Take Aspen trees for example. They work together as a family. If one of its trees becomes malnourished because of a lack of sun or exposure to severe weather, for instance, the family system pitches in to sustain the tree and make the grove whole. That’s because underneath the surface the trees are interconnected with one root system. The entire grove is able to pass along nutrients to any single tree. No tree is left out in the cold and each one is but a small part of a larger living organism.

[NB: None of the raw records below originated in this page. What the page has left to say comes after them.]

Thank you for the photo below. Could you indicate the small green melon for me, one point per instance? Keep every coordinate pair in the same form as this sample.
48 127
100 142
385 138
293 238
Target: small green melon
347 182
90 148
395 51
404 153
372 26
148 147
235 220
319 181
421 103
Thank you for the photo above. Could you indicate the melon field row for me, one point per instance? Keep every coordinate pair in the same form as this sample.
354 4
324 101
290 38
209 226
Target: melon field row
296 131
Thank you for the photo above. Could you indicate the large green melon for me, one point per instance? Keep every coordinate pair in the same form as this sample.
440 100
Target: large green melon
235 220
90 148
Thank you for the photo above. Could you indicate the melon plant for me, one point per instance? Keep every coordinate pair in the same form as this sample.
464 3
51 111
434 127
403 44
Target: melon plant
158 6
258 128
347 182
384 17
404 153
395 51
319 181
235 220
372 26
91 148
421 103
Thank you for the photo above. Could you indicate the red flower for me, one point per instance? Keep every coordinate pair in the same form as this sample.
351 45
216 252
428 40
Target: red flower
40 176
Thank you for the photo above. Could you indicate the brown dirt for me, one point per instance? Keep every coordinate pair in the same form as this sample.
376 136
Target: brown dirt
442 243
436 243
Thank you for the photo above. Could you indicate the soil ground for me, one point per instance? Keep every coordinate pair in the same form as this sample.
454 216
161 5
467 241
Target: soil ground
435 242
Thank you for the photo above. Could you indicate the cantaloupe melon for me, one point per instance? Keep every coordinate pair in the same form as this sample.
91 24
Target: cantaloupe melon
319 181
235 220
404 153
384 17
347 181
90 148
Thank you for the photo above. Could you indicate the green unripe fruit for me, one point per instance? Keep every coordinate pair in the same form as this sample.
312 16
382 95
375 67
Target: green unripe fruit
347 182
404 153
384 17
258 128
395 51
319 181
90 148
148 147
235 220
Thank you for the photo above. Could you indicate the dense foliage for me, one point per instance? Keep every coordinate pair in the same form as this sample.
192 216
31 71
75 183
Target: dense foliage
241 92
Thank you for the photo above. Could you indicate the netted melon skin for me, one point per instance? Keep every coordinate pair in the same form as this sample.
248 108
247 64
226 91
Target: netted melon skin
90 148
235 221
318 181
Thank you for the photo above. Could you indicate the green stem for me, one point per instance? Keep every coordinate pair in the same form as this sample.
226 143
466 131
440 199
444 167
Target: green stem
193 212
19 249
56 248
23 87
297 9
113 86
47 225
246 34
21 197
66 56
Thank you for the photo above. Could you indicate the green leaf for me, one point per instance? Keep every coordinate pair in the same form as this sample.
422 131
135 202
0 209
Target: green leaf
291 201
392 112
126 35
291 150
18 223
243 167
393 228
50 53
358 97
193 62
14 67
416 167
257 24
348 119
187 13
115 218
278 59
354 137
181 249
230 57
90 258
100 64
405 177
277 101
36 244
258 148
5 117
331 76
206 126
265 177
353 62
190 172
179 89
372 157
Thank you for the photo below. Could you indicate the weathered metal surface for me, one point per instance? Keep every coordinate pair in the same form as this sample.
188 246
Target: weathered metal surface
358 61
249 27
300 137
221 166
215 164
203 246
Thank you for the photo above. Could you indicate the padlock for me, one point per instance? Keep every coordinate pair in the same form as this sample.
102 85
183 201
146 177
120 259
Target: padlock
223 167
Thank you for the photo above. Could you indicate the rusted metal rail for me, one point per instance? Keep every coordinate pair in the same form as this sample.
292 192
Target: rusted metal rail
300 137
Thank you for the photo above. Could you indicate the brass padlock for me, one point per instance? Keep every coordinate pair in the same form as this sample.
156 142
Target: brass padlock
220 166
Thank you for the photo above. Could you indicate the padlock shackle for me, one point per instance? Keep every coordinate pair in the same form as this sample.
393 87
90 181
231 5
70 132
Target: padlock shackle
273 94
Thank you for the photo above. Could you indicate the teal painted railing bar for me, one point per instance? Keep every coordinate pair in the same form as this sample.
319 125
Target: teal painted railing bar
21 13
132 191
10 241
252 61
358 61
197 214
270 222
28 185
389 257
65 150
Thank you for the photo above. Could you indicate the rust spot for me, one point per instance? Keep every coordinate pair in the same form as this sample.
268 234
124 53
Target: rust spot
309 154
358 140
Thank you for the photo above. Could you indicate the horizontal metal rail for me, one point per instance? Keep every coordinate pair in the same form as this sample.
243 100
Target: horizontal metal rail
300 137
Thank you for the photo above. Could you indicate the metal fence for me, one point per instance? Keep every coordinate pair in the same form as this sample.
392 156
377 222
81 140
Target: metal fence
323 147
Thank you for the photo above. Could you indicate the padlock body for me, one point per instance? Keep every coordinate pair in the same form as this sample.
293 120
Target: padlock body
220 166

This connection between trees and our environment extends beyond just their physical roots. Trees become a real therapeutic boost through their interplay with us. Along with providing our life force with clean air and food, trees have an uncanny ability to heal and reduce violence. Studies have shown that visual exposure to trees decreases anxiety and allows patients to heal with fewer complications. Furthermore, when trees are part of a landscape – quieting noise and soothing the eyes - overall tension and fear diminish. Creating green space uplifts the spirit and furthers our symbiotic relationship - a model we seek within ourselves.

Not to be outdone, trees bring diverse groups of people together. Whether it is the preservation of a park, an outing in nature, or a simple picnic, safeguarding Mother Nature as a reason to come together increases quality of life, community involvement and personal inspiration. It is especially important to keep this in mind today when our lifestyle choices are constantly bombarded with screen-time demands that can lead to feelings of isolation, depression, helplessness, and low self-confidence. Connecting with others in a natural, tree-like setting puts the meaning into phrases like ‘a breath of fresh air,’ and ‘turning over a new leaf.’

Trees are ancient and when we observe their mature growth we can learn from their unique wisdom. The ‘Giving Tree’ pays homage to this gift. However, the lesson is entirely up to us. We can become tired and old, sitting on a stump bemoaning the life we spent. Or we can blossom, embodying the tree-like spirit, contributing more of ourselves to collective causes vital to our growth. The seed of our truths can be plant at any age, any time.